TV prank condemned
The TV show Candid Camera provoked a national controversy on this day in 1963, with a prank that was ‘in the worst possible taste’ (The Times) and showed the British to be ‘a nation of potential collaborators’ (Daily Herald).
The idea came from a groundbreaking experiment by the psychologist Stanley Milgram at Yale University. This would achieve word-wide notoriety with the publication of his findings later that year, but at the time it remained largely unknown.
Milgram’s experiment showed that subjects were prepared to administer electric shocks to a third party, if ordered to do so by a person in authority. When reassured that they would not be held responsible, the subjects delivered increasingly severe shocks, even when the person receiving them could be heard screaming in pain and warning that he suffered from a heart condition.
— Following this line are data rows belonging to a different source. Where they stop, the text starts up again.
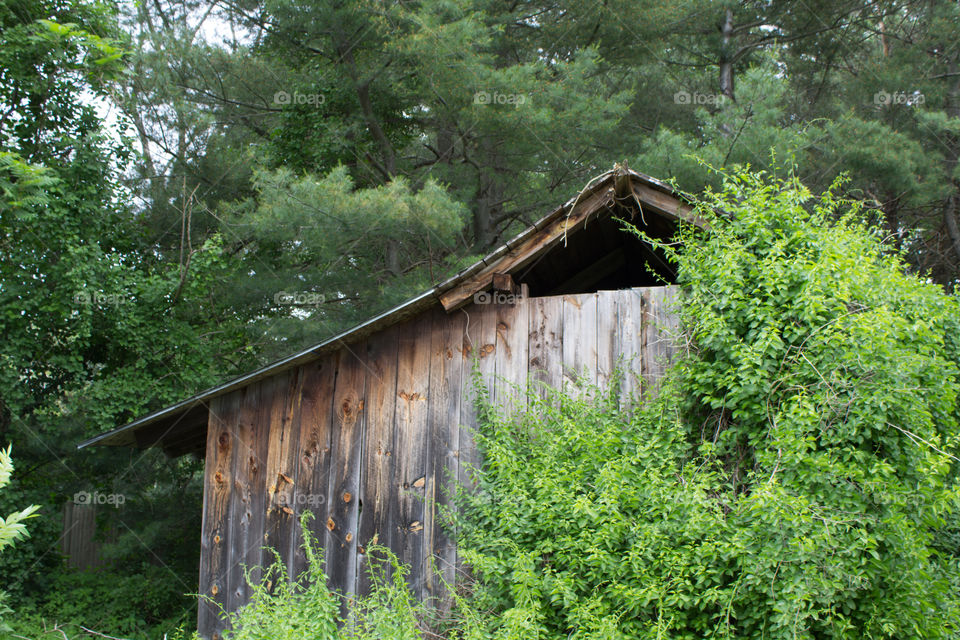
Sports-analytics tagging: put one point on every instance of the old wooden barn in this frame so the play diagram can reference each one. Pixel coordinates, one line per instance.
(370, 429)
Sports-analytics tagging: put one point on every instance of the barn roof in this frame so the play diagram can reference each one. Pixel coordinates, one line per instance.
(620, 188)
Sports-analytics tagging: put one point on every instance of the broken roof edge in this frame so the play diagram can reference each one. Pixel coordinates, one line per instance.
(124, 435)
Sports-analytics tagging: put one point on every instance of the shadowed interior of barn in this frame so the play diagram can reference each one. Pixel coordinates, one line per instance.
(371, 431)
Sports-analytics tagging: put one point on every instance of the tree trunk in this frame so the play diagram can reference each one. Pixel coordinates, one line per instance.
(726, 56)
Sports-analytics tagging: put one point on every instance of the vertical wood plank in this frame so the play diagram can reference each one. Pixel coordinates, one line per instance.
(379, 490)
(580, 338)
(629, 343)
(215, 528)
(511, 355)
(607, 329)
(282, 464)
(545, 343)
(341, 525)
(659, 325)
(313, 476)
(255, 461)
(446, 347)
(241, 513)
(412, 445)
(480, 334)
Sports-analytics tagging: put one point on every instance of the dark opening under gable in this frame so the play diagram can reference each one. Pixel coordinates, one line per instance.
(602, 255)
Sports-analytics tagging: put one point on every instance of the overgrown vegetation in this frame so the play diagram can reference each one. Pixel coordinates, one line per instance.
(794, 479)
(12, 527)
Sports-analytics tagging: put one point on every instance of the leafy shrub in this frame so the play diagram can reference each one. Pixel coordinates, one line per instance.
(306, 609)
(12, 528)
(795, 478)
(134, 605)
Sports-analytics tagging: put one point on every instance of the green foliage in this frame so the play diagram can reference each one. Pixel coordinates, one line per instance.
(795, 478)
(317, 254)
(12, 528)
(132, 605)
(284, 609)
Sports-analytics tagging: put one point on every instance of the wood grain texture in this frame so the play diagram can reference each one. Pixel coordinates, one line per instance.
(608, 325)
(282, 464)
(629, 343)
(412, 447)
(511, 355)
(311, 491)
(375, 439)
(340, 517)
(379, 489)
(446, 370)
(215, 549)
(545, 343)
(580, 339)
(244, 491)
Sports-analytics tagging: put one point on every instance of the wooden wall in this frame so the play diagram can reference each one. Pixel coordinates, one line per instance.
(371, 438)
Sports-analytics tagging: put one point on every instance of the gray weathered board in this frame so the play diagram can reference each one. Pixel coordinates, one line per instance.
(374, 438)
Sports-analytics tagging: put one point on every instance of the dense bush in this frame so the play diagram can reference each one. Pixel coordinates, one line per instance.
(794, 479)
(12, 527)
(305, 608)
(145, 604)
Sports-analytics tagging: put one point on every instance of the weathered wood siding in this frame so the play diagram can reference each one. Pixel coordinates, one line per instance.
(372, 438)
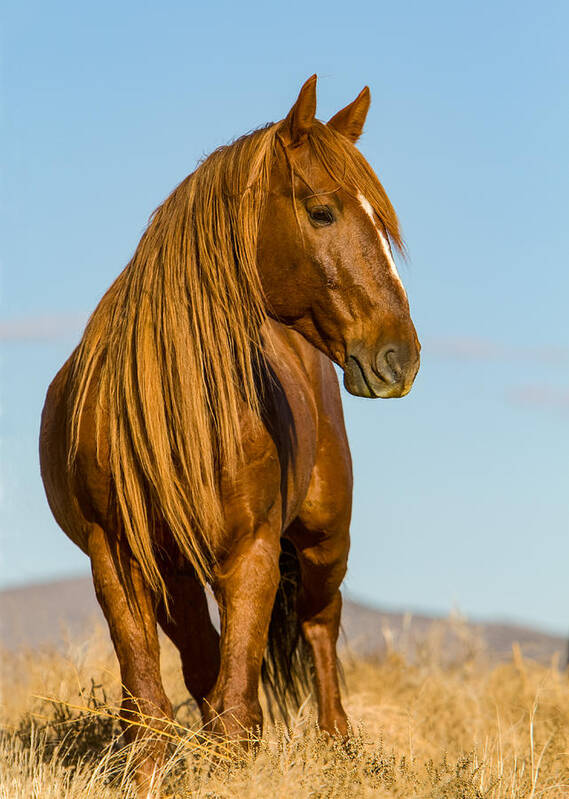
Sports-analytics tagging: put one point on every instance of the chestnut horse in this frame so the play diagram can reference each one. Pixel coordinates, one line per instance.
(196, 436)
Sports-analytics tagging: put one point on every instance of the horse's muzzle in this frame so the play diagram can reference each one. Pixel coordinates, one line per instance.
(388, 372)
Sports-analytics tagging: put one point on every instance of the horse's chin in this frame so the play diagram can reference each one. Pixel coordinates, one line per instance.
(362, 382)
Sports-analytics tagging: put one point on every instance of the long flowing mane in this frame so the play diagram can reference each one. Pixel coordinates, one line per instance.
(172, 349)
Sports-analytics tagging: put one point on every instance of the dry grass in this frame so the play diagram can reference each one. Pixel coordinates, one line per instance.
(425, 729)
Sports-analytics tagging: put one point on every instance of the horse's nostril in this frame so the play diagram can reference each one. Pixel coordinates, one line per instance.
(393, 363)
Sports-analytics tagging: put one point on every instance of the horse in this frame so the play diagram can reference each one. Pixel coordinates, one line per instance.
(195, 439)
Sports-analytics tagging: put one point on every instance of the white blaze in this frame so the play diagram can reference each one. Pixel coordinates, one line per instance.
(384, 243)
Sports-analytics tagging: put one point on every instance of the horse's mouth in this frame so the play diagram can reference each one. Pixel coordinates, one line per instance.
(361, 381)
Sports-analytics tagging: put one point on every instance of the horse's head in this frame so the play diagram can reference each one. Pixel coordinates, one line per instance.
(324, 251)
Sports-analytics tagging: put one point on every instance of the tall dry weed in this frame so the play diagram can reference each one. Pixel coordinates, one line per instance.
(423, 728)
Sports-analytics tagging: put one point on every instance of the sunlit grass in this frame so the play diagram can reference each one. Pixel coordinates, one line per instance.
(423, 729)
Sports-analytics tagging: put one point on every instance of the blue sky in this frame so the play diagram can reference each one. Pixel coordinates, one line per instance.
(461, 492)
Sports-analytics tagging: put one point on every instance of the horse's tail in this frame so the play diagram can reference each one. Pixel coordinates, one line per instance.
(288, 666)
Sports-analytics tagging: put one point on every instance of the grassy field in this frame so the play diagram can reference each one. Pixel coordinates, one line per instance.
(426, 729)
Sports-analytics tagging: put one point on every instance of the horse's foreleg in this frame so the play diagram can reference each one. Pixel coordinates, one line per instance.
(322, 556)
(128, 606)
(245, 587)
(189, 626)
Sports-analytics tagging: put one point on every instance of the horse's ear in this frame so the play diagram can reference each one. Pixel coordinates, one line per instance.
(299, 120)
(350, 120)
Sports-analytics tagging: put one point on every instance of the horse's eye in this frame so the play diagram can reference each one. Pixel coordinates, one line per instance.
(321, 215)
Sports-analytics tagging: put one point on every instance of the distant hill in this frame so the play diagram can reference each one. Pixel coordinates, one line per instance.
(46, 614)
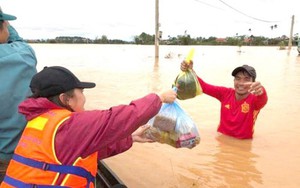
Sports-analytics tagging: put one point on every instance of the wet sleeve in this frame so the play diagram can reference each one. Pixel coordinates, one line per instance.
(115, 148)
(99, 130)
(213, 91)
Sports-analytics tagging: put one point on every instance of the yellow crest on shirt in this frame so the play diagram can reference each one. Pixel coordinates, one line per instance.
(245, 107)
(227, 106)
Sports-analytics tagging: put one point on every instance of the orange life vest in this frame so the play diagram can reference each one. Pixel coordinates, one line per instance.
(35, 161)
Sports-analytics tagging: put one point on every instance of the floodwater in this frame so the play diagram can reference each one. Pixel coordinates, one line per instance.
(127, 72)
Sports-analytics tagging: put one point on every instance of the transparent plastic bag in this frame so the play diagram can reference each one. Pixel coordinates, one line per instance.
(174, 127)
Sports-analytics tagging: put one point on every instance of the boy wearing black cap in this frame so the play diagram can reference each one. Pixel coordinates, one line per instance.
(17, 66)
(240, 105)
(62, 142)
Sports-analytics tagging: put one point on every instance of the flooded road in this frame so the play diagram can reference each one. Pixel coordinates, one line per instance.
(127, 72)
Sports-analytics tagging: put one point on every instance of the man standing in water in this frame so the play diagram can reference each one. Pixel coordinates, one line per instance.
(240, 105)
(17, 66)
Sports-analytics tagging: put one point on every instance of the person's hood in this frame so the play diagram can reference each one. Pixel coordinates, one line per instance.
(33, 107)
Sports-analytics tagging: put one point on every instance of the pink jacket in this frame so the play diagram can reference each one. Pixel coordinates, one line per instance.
(106, 131)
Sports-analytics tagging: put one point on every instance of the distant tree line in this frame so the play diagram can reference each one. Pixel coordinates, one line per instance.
(146, 39)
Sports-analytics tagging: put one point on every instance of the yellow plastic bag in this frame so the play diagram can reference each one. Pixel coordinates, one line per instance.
(187, 83)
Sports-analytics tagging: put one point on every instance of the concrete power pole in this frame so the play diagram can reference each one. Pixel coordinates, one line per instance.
(157, 30)
(291, 33)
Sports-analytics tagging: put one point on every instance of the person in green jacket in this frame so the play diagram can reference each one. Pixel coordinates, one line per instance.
(17, 67)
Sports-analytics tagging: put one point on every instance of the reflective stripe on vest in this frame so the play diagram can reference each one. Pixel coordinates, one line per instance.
(35, 161)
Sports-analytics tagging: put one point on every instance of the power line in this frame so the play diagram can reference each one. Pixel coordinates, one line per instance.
(267, 21)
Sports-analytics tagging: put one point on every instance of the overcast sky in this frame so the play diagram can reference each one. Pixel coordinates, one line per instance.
(123, 19)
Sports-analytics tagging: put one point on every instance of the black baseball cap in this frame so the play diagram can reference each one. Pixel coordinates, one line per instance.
(4, 16)
(55, 80)
(245, 68)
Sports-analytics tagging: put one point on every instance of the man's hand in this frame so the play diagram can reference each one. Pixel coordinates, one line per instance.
(139, 134)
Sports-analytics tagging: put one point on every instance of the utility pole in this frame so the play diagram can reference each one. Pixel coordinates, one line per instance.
(291, 33)
(157, 30)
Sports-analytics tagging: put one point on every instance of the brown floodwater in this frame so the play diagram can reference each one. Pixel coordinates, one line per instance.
(127, 72)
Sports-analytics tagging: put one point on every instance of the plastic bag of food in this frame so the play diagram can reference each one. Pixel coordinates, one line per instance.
(187, 82)
(173, 126)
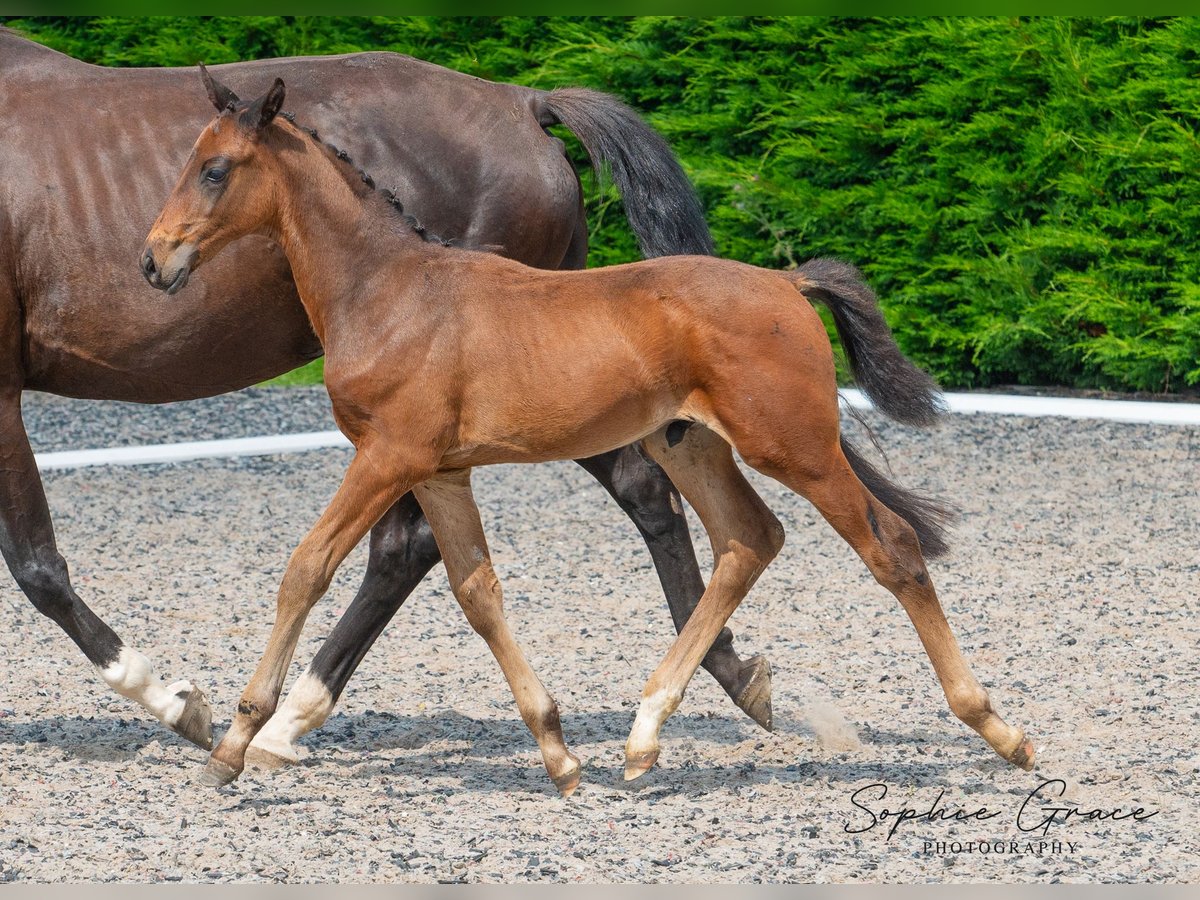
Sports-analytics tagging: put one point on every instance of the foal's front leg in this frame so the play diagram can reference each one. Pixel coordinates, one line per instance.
(450, 509)
(369, 489)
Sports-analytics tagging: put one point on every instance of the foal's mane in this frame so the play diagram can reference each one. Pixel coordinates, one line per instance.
(364, 185)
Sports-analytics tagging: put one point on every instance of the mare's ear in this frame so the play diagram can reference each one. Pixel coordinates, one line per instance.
(263, 109)
(221, 96)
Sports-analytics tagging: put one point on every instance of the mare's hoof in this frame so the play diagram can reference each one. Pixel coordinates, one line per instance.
(196, 721)
(219, 774)
(1023, 755)
(754, 694)
(569, 780)
(637, 765)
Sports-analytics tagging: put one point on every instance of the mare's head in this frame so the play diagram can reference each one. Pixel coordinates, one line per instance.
(226, 191)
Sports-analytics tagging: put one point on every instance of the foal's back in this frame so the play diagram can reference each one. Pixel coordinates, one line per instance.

Candid Camera’s version differed in several important ways. The setting was now a police station, and members of the public were asked to help with a trial run of a ‘new interrogation machine’. They were informed that the person receiving the shocks was a ‘nasty piece of work we’ve had our eye on for some time’, and told they would be ‘doing society a favour’.
Most declined to take part, but a minority volunteered with obvious enthusiasm. A librarian called Anthony Seaton repeatedly turned the knob to the ‘danger’ level without being asked to do so, and others clearly relished the role of torturer.
The moment for which the show will be forever remembered came when Ethel Meade, an otherwise perfectly ordinary pensioner, offered to kill the suspect ‘by accident’. This became one of the most requested clips in the history of British television, and remains a YouTube stable to this day. Meade became something of a celebrity, and even appeared in a humorous advertisement for Shok-Gard electrical tape. She was struck by lightning in 1968, but survived her injuries and went on to live for another twelve years.